A Doll’s House was written and presented to the public in 1879. It was a time when women had few rights. Ibsen used it as the central theme for his play, which was met with some criticism. However, we can’t ignore that the social issues he highlights weren’t relative back then. Moreover, they still are.
Ibsen’s play was created during the Victorian age. It means that strict social codes and laws dictated how people should live. Reputation and status were more important than anything else. The author successfully points it out by introducing Torvald’s character. Moreover, women’s rights were so restricted that they were barely considered as individuals. Some women got to keep their income only at the cost of avoiding marriage. Others could only find financial security with their husbands. One way or another, only men could deal with money freely. Ibsen shows in on the example of Nora. Her actions of secretly taking a loan and faking her father’s signature are illegal.
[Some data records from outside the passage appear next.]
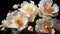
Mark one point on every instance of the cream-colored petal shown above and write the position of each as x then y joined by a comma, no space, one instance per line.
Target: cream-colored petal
37,28
55,8
30,28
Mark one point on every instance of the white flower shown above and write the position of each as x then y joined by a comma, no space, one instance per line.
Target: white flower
44,25
30,28
47,9
29,9
16,20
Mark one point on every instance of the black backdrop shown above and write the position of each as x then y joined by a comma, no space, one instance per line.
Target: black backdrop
6,5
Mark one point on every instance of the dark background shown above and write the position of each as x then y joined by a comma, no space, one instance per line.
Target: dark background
6,5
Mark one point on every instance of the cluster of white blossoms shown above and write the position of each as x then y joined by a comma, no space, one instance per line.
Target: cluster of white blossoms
27,13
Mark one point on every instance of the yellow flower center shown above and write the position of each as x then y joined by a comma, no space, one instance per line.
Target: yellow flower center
47,9
28,9
45,26
18,20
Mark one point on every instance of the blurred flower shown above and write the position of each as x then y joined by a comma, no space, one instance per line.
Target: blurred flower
57,24
16,20
30,28
15,6
44,25
46,9
29,9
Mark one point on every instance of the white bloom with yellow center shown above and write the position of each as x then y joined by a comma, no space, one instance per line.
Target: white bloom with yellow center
29,9
16,20
44,25
47,9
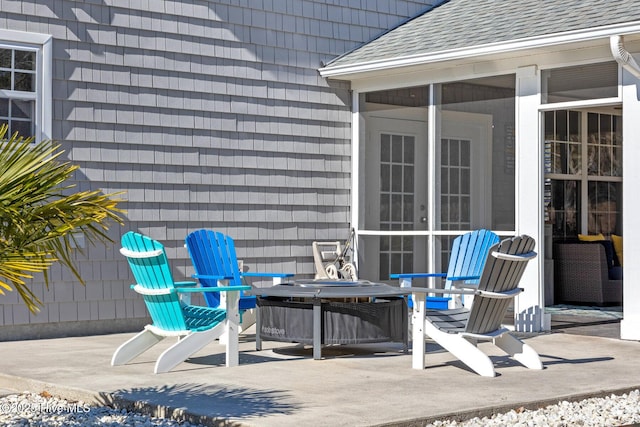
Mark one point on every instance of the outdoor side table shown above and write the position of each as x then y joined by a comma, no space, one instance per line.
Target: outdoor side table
321,312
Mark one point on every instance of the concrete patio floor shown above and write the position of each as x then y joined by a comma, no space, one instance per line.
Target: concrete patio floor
365,385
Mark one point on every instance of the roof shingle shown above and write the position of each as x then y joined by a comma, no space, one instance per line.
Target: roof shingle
457,24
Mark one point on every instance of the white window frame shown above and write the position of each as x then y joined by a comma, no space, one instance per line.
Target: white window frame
42,44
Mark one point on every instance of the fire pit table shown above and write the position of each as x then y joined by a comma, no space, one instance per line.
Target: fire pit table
321,312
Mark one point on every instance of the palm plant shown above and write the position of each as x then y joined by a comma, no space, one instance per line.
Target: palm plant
41,216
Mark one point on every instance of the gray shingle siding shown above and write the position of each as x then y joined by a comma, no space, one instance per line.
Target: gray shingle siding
207,114
458,24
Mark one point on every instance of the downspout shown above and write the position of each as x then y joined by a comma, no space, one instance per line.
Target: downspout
622,56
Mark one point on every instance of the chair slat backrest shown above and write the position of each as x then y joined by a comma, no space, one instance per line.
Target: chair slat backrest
154,273
499,275
469,254
213,253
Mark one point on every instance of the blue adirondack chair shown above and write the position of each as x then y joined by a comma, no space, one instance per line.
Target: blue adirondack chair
459,330
213,254
195,326
468,257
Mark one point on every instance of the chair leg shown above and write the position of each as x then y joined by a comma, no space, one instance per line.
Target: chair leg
135,347
231,327
417,331
248,319
520,351
185,347
463,350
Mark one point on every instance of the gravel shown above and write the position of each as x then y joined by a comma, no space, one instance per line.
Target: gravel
613,410
30,409
36,410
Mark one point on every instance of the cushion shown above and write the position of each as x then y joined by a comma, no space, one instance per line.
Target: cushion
617,246
590,237
615,273
608,250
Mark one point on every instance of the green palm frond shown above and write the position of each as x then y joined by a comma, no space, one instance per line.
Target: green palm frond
40,215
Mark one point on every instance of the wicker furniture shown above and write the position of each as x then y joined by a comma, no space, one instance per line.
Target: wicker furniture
582,275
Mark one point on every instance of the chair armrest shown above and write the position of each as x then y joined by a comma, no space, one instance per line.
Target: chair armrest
186,284
500,295
462,278
214,289
513,257
416,290
168,291
267,274
416,275
211,277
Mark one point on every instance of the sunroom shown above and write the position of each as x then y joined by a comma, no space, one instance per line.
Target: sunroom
491,115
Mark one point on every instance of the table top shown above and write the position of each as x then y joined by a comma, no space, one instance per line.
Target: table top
324,288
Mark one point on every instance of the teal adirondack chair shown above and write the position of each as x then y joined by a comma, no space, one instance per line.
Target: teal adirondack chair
213,255
195,326
468,257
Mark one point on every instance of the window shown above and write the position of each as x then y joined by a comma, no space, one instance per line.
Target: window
17,83
583,176
25,83
580,83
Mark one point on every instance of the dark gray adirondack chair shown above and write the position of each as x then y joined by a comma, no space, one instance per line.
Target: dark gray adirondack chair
458,330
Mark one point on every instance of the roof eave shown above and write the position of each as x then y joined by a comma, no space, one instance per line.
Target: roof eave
591,34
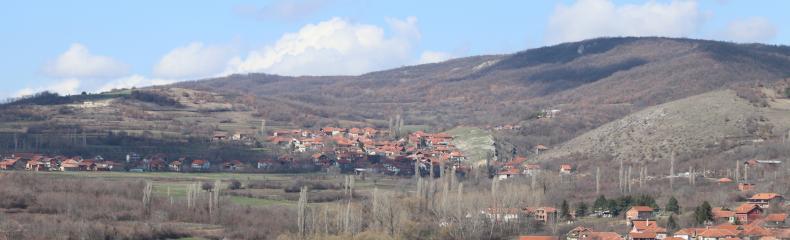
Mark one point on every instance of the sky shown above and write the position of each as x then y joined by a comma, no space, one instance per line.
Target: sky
73,46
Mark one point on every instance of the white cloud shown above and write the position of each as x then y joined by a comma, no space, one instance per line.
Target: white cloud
756,29
78,62
195,60
333,47
586,19
286,10
133,81
62,87
433,57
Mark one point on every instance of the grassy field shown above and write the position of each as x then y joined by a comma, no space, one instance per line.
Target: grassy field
172,184
476,143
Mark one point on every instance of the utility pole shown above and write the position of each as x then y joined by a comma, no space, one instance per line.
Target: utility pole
672,172
597,181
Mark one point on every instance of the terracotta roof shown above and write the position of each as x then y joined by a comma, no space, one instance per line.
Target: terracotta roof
717,233
764,196
643,234
776,217
745,208
603,236
642,226
641,208
721,213
724,180
688,231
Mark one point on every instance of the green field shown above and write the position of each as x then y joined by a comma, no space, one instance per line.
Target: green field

Not only that, but women were not seen as wholesome persons with their own opinion. According to socially acceptable norms, all women were supposed to be obedient and clueless housewives. Husband would never consult with his wife and take her advice seriously. Ibsen’s representation of the Helmer family follows all those ridiculous rules. Even though nowadays women have much more freedom, there are still some efforts to make to achieve total equality. There are a lot of places when men don’t take women seriously. Besides, it’s no surprise that people still get married for mutual benefit, just like Mrs. Linde and Krogstad do. Therefore, we can claim that A Doll’s House is still as relevant as it was.